Il progetto successivo porta subito Snyder su una materia che poi contraddistinguerà negli anni la maggior parte della sua produzione. Ovvero l’adattamento di un fumetto. Non di un autore a caso, ma di quel Frank Miller che citerà a più riprese, in particolare Il ritorno del Cavaliere Oscuro come fonte principale d’ispirazione nel periodo di Batman V Superman. In 300 Snyder si impegna a ricalcare il più possibile la materia originale, iniziando a esasperare i rallenty - che diventeranno un marchio di fabbrica - quasi come a riportare alla staticità della tavola le sue immagini in movimento. Un film completamente figlio del suo tempo e soprattutto in grado di intercettare - e in parte di formare - un gusto che proprio in quell’inizio di 2000 si stava sviluppando. Certo, l’esasperazione è al massimo livello, così come l’insistenza di Snyder nel dipingere i suoi protagonisti oliati e muscolosi. Ma è innegabile che nella memoria collettiva di una generazione 300 sia ben impresso.

 

Zack Snyder’s Justice League

Come forse noterete in questa classifica non c’è alcuna traccia di Justice League.
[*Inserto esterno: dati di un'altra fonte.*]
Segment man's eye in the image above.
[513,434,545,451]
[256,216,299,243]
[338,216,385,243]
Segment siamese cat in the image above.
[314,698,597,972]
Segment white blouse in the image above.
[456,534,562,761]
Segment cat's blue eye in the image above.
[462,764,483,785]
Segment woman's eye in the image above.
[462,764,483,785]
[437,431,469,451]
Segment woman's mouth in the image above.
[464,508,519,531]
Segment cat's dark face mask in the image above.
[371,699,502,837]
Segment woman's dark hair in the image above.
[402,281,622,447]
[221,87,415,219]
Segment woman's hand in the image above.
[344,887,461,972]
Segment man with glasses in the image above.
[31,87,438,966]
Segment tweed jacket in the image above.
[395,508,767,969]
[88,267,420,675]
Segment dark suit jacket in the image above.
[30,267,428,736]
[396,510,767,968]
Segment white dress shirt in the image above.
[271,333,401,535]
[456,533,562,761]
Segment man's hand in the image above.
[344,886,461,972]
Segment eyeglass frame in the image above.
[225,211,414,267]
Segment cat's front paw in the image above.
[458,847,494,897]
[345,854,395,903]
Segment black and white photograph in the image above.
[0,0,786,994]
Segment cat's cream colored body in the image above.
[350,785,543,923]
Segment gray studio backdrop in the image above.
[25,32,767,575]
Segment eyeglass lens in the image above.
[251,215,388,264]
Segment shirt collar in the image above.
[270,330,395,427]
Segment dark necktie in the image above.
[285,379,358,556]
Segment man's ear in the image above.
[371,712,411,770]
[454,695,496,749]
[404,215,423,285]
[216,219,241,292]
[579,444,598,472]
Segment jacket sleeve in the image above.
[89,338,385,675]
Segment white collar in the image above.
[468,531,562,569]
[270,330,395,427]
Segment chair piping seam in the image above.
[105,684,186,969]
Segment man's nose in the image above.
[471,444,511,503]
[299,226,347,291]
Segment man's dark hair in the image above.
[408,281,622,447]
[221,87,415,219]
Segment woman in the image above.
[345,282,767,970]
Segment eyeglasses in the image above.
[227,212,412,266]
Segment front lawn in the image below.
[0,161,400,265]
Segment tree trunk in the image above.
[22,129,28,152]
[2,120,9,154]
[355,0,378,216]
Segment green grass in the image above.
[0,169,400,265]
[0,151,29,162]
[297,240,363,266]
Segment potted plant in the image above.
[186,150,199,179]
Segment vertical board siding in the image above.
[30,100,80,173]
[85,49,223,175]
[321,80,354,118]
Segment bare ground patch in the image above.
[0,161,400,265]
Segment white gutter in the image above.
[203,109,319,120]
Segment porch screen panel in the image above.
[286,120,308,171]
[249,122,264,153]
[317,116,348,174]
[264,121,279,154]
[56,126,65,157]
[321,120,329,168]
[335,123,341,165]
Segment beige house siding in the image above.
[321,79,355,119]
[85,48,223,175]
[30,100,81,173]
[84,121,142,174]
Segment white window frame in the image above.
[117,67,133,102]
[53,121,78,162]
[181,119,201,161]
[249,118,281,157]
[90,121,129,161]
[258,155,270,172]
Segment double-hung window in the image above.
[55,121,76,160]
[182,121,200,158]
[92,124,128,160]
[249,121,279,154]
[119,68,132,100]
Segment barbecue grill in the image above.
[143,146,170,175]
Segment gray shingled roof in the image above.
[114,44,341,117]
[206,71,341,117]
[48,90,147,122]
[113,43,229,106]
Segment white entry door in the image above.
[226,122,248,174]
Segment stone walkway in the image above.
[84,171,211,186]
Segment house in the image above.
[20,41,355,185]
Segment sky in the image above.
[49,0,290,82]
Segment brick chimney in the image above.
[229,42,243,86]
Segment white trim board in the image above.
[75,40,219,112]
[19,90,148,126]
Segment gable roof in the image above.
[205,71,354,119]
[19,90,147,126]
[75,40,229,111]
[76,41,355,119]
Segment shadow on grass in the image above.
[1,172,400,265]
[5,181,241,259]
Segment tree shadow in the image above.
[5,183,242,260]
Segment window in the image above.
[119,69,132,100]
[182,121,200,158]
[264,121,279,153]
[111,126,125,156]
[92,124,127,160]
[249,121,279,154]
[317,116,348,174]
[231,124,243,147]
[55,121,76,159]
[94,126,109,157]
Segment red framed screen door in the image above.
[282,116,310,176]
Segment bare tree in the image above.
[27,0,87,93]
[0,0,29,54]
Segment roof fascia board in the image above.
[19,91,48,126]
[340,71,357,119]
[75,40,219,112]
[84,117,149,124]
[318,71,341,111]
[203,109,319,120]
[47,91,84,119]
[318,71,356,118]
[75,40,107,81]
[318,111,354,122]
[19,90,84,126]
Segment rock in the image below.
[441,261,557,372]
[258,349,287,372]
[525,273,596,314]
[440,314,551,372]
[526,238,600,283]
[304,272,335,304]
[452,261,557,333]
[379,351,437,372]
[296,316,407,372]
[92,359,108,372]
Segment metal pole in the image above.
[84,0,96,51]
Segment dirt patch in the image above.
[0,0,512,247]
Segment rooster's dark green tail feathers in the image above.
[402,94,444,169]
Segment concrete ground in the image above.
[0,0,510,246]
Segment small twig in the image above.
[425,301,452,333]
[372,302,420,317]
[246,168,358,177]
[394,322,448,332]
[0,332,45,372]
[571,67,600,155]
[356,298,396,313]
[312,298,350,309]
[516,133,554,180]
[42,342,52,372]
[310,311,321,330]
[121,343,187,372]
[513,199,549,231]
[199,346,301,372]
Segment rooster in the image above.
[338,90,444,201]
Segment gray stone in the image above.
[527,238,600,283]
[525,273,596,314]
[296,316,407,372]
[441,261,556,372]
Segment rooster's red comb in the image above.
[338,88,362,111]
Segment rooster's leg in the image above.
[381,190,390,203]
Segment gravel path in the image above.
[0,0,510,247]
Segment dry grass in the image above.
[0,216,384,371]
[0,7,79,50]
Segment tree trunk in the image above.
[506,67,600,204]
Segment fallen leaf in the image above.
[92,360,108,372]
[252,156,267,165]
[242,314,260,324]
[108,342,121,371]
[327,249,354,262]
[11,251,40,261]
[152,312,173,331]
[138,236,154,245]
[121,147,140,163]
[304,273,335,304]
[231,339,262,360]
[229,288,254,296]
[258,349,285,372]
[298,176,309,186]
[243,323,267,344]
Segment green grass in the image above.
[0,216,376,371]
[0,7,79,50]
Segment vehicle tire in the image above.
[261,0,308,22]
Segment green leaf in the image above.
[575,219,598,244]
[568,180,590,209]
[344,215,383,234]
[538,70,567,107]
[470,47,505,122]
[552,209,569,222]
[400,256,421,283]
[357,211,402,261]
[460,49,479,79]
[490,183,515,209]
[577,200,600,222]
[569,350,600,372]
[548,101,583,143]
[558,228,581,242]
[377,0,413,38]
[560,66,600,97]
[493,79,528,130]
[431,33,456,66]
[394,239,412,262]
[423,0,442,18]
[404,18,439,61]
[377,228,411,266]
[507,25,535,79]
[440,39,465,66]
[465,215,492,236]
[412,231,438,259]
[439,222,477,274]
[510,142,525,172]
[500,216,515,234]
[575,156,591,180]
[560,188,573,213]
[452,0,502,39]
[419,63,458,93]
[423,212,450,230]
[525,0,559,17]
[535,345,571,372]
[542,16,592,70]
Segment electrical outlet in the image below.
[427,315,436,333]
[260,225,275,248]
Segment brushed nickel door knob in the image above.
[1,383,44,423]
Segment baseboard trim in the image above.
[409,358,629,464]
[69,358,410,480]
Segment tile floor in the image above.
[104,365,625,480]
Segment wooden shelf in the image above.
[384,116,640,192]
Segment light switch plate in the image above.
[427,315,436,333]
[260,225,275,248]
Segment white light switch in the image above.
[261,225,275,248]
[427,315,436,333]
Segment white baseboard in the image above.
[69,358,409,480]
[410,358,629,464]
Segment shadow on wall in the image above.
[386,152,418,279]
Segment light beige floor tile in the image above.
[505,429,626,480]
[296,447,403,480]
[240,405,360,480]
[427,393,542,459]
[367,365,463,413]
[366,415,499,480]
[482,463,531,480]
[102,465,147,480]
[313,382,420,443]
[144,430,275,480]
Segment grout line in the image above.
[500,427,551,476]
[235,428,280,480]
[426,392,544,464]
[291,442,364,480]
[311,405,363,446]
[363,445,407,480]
Un progetto figlio di nessuno se non di scelte scellerate tanto dal punto di vista umano quanto da quello professionale. C’è invece la versione interminabile, sbilenca e inspiegabile di Zack Snyder. Un vero e proprio caso-studio per quanto riguarda il mondo contemporaneo delle grandi produzioni cinematografiche occidentali. Sia chiaro, non c’è praticamente nulla di positivo nelle dinamiche che hanno portato all’uscita di questa Director’s Cut. Così come è difficile dare un giudizio oggettivo al film. Eppure si tratta di un’opera - specialmente nella versione in bianco e nero - così esasperata (ed esasperante), così estrema nella sua autorialità che non può lasciare indifferenti. Si può odiarla certo, così come si possono sottolineare gli eterni problemi dello Zack Snyder autore. Ma non si può rimanere in alcun modo indifferenti a determinate immagini e scelte stilistiche portate all’eccesso più totale. Soprattutto a fronte di un appiattimento costante che ha colpito le grandi produzioni hollywoodiane.

 

Watchmen

Veniamo a Watchmen, il titolo che probabilmente più di tutti è in grado di mettere d’accordo le fazioni createsi attorno al regista americano. Certo, anche qua le critiche non mancano. In particolare quelle legate all’eccessivo ricalcare le tavole tratte dal capolavoro di Moore-Gibbson. Ma Snyder a differenza di praticamente tutto il resto della sua carriera riesce a non perdersi mai in nessun passaggio della narrazione. Segue pedissequamente il percorso già tracciato, per poi cambiare sul finale in un passaggio che ancora oggi fa discutere ma che quantomeno ha una sua piena coerenza. Sì, ci sono le esagerazioni e le scelte non proprio fini (come quella di mettere Hallelujah durante una scena di sesso). Allo stesso tempo regala alcune sequenze da sogno, fa un lavoro eccelso nelle atmosfere, sposando perfettamente la sua costante voglia di opprimere gli spettatori con il mood dell’opera originale. E in più, andando a ripescare la sua anima da videoclip - regala dei titoli di testa che ancora oggi fanno parlare tutti per la loro perfezione.